Compartimos emociones, pensamientos, opiniones, objetos. Compartimos porque estamos contentos, enojados, perplejos .
También compartimos para expresar nuestra identidad : lo que aporto define una parte de lo que soy; si comparto material gracioso, soy gracioso; si comparto información útil, soy una persona generosa; si comparto links magistrales y profundos, bueno, saquen sus propias conclusiones.
Compartimos también para construir una comunidad : compartir con otros puede ayudarnos a detectar ideas e intereses en común. Ver cómo reaccionan los demás nos ayuda a definir cómo pensamos y sentimos.
Las redes sociales apelan a algo muy fundamental y el impulso de compartir de la naturaleza humana podría provenir de algo básico: la simple excitación y la reacción de pelear o huir que compartimos con otros antepasados distantes.
Desde el punto de vista científico, esto significa la activación de nuestro sistema nervioso autónomo; en términos más simples, el aumento de la energía, la aceleración del ritmo cardíaco, el cosquilleo de los nervios que dice que algo del entorno ha llamado mi atención.

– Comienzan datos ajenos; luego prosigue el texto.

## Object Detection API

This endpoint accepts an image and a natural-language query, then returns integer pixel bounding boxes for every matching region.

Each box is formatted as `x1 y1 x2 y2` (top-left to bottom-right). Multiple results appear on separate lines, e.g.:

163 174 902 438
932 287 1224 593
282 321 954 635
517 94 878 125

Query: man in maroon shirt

Según el psicólogo de la Universidad de Pensilvania Jonah Berger, la excitación le hace sombra a todas las demás explicaciones sobre el compartir. En un estudio de 2011, Berger invitó a un grupo de estudiantes a mirar un video clip: un segmento “neutral” o uno de varios segmentos “emotivos”.
Berger descubrió que el sentirnos atemorizados, enojados o divertidos nos induce a enviar clips o información.
Son los sentimientos que se caracterizan por una gran excitación los que nos impulsan a actuar. “Si algo nos enoja en lugar de entristecernos, por ejemplo, es más probable que lo compartamos porque estamos llenos de pasión”, escribió Berger.
Veo, reacciono, comparto. Formo parte de una comunidad y tus “me gusta” me ratifican. Me siento recompensado con cada retweet y cada apoyo y, por el contrario, me siento triste si algo cae en una tierra del nunca jamás virtual. ¿Fue algo que dije? De hecho, ser rechazado virtualmente activa las mismas zonas del cerebro que están asociadas al sufrimiento físico , la corteza cingulada dorsal anterior y la ínsula anterior.
Las redes sociales hacen que el compartir sea más fácil que nunca. Y lo hacen adictivo. Yo he pasado de neófita de Twitter hace menos de un año a compartidora compulsiva. ¿Realmente tengo tanto que compartir? Casi con seguridad no, pero siento que sí. Y en eso, no estoy para nada sola.
Ahora, por favor, compartan este artículo , si no es molestia – especialmente si lo están leyendo online- no sea cosa que sean responsables de partirme el corazón.